Nationally, seed growing is a multibillion business.
The Peninsula and Puget Sound are a “world-class region” for spinach seed, he said, adding that beets, chard, cabbage, kale, collards and cauliflower seeds produce well in cool climates.
“From our perspective, this is a way for farmers to diversify their crops,” he said. “It could make them more economically viable in the long run.”
The demand for organic seed production is greater than ever in the Northwest.
“If it works well for a farmer, if they like that specialty work, then they can bring in some income,” Dillon said.
The network of farmers are not all in seed production.

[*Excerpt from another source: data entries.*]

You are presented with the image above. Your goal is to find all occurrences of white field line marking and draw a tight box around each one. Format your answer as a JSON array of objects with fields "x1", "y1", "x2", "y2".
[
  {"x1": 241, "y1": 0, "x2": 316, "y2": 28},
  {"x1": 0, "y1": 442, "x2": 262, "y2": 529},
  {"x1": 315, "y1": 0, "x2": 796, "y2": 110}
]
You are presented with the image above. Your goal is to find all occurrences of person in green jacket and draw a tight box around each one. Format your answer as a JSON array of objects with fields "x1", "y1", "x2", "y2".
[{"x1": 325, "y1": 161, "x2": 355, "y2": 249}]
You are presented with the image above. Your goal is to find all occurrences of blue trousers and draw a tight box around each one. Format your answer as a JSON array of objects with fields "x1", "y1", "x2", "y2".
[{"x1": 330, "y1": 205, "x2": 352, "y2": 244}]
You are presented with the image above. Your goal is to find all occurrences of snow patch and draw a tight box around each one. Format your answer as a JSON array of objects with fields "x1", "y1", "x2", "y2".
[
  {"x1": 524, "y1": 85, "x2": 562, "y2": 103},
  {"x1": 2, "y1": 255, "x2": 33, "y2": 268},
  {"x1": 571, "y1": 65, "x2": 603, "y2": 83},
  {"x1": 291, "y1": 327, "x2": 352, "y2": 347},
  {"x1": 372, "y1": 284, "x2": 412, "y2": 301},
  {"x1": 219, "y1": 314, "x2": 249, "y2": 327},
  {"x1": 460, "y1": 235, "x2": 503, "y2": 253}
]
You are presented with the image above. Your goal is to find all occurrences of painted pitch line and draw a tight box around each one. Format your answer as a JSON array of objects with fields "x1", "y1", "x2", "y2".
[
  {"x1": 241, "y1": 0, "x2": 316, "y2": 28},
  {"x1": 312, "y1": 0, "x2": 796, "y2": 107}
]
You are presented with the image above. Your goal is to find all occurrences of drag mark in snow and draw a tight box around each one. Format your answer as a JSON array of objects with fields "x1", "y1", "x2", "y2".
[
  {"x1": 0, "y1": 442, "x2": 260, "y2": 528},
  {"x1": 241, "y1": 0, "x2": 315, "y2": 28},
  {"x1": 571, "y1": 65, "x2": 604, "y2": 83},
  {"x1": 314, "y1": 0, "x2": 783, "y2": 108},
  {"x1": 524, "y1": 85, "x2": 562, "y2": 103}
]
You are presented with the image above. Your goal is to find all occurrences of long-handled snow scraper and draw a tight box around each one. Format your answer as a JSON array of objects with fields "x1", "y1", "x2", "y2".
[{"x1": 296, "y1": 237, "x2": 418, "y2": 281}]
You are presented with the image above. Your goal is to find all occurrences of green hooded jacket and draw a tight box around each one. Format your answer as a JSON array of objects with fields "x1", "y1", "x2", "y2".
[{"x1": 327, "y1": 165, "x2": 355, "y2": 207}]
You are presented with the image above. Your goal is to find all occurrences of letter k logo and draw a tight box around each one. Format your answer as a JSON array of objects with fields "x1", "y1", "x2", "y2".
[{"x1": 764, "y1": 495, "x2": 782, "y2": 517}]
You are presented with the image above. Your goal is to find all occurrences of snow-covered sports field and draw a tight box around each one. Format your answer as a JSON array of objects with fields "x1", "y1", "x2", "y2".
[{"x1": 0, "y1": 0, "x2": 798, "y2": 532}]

Some are in seed trials and breeding projects through contracts with the alliance or a seed company.
Frog Hill Farm in Port Townsend, for example, is conducting seed trials with beets, chard, cabbage, arugula, spinach, radicchio, chicory and endive, Dillon said.
Nash’s is growing carrot, cabbage, kale, spinach and chard seed.
Midori and Felix farms are conducting trials with snap peas.
Finnriver conducted spinach seed trials this year.
The trials help companies learn about the vegetative stage of a plant, allowing them to test seeds to see how well different varieties grow on the the Peninsula.
“Trials are a real important piece of agriculture,” Dillon said, adding that if good seeds are not produced, farmers suffer.
Organic Seed Alliance, formerly Abundant Life Seed Foundation, established in 1975, lost its seed collection and catalogue when its original offices inside Aldrich’s Grocery store in uptown Port Townsend were destroyed in a 2003 fire.
After that, the organization chose to focus on education, Dillon said.
The loss of heirloom crop varieties over the last century is well documented, according to the Organic Seed Alliance.
Consolidation in the seed industry, changes in breeding methods and technology, restrictive intellectual property practices and the loss of wild and farming land to development all contribute to the erosion of genetic materials that are essential to sustaining a plant’s life.
There has been a concurrent loss in the base of knowledge and skills necessary to improve plant genetics in an ecologically and ethically sound manner, alliance staffers said.
“The work we do is very similar to an extension,” Colley said, which is why a partnership was formed with WSU.
Organic Seed Alliance has also helped form the Family Farmers Seed Cooperative, a national organization, also aided by a federal Department of Agriculture grant.
With the Peninsula being part of the largest vegetable seed sector in the Northwest — having long summers, dry falls and lower disease pressures — the demand grows for more cool-crop seeds.
“As organic acreage grows, there is a lack of seed,” Colley said. “So that’s one of the opportunities, and that drives us to work with local farmers.”